Un drôle de coup. Coup de tonnerre, coup de dés, coup de génie ou coup de folie ? L’annonce par Emmanuel Macron de la dissolution de l’Assemblée nationale, dans la foulée d’européennes historiques, où le RN (31,5 %) fait le double du score de la majorité présidentielle (14,5 %), a fait l’effet d’une déflagration.
Face à la surprise, plusieurs pistes d’explications peuvent être avancées, pour tenter de comprendre la décision d’Emmanuel Macron. « C’est évidemment un pari fou, un coup de poker. Et en même temps, un aveu de défaite terrible de l’exécutif. On retient d’abord, avant tout, un Président qui est obligé de dissoudre », analyse le politologue Bruno Cautrès. « L’exécutif avait expliqué que l’Europe était en danger de mort. Dans ce cas, il doit poser une sorte de question de confiance aux Français, en disant stop ou encore Emmanuel Macron », ajoute le chercheur du Cevipof.
« Le Président lance un défi aux Français qui est de mettre le RN au pouvoir »
Alors que les électeurs placent au plus haut l’extrême droite, le Président leur dit en quelque sorte « chiche ». « Le Président lance un défi aux Français qui est de mettre le RN au pouvoir. Il leur dit vous avez placé le RN en tête, voté pour l’extrême droite à 40 %, allez-y ! C’est le défi lancé par Emmanuel Macron aux Français. C’est une façon de reprendre la main, politiquement. Ça a cet avantage pour lui », estime de son côté Philippe Moreau Chevrolet, spécialiste de communication politique.

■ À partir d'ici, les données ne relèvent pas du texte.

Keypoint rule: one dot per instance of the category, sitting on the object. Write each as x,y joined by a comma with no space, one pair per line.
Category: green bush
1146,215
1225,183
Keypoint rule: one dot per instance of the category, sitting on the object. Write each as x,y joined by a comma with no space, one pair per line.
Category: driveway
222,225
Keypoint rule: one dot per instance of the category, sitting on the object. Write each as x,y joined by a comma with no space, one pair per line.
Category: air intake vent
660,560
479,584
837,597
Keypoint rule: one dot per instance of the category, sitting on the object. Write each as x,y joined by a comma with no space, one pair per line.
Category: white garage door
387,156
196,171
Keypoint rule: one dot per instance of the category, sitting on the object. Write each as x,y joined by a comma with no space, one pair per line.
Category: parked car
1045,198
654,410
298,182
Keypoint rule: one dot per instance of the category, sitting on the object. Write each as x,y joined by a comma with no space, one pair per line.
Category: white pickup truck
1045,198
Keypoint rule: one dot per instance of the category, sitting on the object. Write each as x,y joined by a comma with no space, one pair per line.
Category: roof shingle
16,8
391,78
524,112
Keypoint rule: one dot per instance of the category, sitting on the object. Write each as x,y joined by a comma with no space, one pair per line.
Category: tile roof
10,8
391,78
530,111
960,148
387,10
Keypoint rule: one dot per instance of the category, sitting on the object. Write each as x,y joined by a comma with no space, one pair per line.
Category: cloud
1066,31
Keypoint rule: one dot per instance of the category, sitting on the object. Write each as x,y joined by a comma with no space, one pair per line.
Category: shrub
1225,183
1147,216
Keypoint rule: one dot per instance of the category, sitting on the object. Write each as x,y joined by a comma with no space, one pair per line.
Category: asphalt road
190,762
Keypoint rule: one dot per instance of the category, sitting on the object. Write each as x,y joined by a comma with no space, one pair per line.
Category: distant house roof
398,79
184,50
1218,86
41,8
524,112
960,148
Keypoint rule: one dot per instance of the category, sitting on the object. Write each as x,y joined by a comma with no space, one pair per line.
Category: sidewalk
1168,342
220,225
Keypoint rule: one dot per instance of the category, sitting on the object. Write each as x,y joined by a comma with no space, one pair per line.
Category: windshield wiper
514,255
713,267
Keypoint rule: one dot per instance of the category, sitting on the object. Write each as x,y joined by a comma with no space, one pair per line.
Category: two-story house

Mais « l’inconvénient, c’est une énorme prise de risque, pour lui, comme pour le pays », ajoute le dirigeant de MCBG Conseil. « Le calcul de l’Elysée, d’après ce qu’on comprend, c’est qu’une fois au pouvoir, le RN se ridiculisera, et l’expérience s’arrêtera là, les Français constatant qu’ils sont incapables d’exercer le pouvoir et ils reviendront vers leurs élites traditionnelles », continue Philippe Moreau Chevrolet.
La dissolution annoncée ce soir consisterait-elle à la stratégie du pire ? « Le RN pourrait fortement progresser aux législatives, aucun doute, mais ça ne veut pas dire qu’il aura la majorité absolue. Si le RN est le groupe le plus important, le Président serait obligé de proposer au RN de prendre Matignon, sauf à inventer une sorte de coalition du centre droite et du centre gauche, au lendemain des législatives », avance Bruno Cautrès, qui met en garde contre les calculs :
S’il est à Matignon, « le RN fera sûrement très attention à montrer qu’il est capable de gouverner, comme Giorgia Meloni »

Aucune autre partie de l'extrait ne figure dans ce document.